Aller au contenu principal
Par Carenews INFO - Publié le 16 mars 2026 - 14:00 - Mise à jour le 16 mars 2026 - 14:00 - Ecrit par : Camille Dorival
Recevoir les news Tous les articles de l'acteur

« Nos paroles empêchées » : quand s’exprimer devient un combat pour exister

Dans nos sociétés, la parole n’est pas toujours libre ni entendue. Qu’il s’agisse des personnes en situation de handicap, des précaires ou de voix souvent ignorées, ce silence forcé fragilise la démocratie et le lien social. Dans leur livre « Nos paroles empêchées », les philosophes Anne-Lyse Chabert et Gabrielle Halpern explorent ce silence et son impact, et se demandent comment réapprendre à écouter et dialoguer pour reconstruire notre société.

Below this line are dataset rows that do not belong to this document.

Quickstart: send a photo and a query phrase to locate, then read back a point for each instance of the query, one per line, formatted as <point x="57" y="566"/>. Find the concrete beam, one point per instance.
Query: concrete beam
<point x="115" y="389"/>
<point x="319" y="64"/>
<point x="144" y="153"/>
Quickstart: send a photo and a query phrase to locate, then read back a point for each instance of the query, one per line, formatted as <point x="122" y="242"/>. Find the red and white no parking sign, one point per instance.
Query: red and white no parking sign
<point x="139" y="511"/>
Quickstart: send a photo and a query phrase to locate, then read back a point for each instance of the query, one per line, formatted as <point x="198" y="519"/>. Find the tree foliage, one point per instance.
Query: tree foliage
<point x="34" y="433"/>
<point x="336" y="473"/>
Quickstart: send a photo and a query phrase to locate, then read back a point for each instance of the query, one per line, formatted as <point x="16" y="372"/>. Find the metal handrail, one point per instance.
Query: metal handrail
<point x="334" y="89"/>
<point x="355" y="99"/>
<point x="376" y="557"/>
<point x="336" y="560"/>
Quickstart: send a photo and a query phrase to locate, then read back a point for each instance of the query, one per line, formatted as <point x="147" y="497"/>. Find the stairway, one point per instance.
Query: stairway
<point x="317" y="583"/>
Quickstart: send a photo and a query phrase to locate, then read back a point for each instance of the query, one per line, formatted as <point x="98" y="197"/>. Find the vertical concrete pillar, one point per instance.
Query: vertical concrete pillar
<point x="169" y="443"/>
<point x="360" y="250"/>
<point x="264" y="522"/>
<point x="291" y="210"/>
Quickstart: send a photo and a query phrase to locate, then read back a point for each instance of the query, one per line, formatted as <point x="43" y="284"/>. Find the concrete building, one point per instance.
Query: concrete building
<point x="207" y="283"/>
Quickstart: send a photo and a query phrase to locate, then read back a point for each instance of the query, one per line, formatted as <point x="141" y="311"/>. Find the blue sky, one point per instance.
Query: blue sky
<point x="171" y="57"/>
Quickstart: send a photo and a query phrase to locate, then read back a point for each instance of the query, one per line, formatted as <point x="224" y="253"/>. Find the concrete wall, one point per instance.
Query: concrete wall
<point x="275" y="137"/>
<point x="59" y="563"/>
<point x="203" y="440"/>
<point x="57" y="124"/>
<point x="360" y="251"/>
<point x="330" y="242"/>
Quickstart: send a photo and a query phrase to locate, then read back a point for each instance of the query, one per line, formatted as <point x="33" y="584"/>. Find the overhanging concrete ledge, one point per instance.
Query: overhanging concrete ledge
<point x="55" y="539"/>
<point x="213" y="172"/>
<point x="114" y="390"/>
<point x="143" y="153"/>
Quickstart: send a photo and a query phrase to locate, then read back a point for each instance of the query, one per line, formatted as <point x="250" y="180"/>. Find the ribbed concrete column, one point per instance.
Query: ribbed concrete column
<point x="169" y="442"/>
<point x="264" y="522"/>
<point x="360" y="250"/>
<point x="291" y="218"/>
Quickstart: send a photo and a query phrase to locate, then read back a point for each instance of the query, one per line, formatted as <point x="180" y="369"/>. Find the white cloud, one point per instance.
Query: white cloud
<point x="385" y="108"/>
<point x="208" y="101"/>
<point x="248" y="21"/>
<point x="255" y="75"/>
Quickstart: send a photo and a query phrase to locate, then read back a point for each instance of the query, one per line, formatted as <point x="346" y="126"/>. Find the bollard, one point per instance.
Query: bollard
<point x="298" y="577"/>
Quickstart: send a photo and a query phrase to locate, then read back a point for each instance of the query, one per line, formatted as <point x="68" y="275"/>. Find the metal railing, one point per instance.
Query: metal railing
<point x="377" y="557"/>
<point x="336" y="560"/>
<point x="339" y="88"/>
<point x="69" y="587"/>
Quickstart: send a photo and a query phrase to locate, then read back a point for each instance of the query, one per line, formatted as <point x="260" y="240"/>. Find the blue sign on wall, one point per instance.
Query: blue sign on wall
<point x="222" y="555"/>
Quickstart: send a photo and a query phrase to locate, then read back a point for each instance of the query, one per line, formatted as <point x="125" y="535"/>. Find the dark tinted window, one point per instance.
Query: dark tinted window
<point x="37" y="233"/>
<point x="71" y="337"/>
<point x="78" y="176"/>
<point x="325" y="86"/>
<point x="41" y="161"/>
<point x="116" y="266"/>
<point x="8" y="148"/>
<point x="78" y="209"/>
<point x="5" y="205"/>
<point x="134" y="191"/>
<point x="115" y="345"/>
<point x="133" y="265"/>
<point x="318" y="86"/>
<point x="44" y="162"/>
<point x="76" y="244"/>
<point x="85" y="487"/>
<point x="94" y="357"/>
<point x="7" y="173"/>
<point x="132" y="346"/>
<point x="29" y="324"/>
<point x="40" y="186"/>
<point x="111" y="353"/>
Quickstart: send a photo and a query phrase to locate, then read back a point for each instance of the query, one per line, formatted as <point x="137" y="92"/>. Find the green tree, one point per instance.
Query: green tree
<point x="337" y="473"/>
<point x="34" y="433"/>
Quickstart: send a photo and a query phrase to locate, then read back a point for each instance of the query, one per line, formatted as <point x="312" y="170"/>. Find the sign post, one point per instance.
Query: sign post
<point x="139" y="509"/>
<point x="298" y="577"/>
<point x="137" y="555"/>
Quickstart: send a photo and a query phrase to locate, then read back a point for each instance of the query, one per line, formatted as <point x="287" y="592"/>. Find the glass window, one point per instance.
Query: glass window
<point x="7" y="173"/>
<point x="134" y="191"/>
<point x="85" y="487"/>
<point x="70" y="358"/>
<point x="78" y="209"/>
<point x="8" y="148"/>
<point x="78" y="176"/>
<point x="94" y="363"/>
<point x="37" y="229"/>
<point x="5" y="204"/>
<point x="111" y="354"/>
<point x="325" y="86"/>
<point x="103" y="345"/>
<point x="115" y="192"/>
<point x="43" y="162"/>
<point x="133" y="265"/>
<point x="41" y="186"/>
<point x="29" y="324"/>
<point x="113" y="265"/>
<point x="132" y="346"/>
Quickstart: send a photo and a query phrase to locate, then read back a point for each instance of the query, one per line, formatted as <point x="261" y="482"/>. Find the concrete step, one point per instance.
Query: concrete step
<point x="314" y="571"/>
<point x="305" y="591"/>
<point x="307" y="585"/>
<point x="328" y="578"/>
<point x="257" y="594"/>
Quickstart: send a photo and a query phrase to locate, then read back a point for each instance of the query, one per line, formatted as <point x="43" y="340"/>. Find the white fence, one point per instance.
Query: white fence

Anne-Lyse Chabert et Gabrielle Halpern, toutes deux philosophes, ont co-écrit l'ouvrage « Nos paroles empêchées », qui vient de paraître aux éditions de l'Aube. Crédit : DR.
Anne-Lyse Chabert et Gabrielle Halpern, toutes deux philosophes, ont co-écrit l'ouvrage « Nos paroles empêchées », qui vient de paraître aux éditions de l'Aube. Crédit : DR.

 

 

Les paroles de chacun d’entre nous sont parfois « empêchées » : elles n’arrivent pas à s’exprimer, ou alors ne sont pas entendues. Cela est vrai pour les personnes en situation de handicap ne disposant pas du langage, mais pas seulement : ainsi, les enfants petits, les personnes âgées, mais aussi les chômeurs, les précaires, les personnes peu qualifiées… subissent régulièrement l’expérience d’une parole empêchée. Cela est particulièrement problématique dans une démocratie, censée être un espace où chaque citoyen a la possibilité de s’exprimer et de dialoguer avec les autres. Le mouvement des Gilets jaunes n’a-t-il d’ailleurs pas incarné le mécontentement d’une partie de la population dont la parole est habituellement empêchée ?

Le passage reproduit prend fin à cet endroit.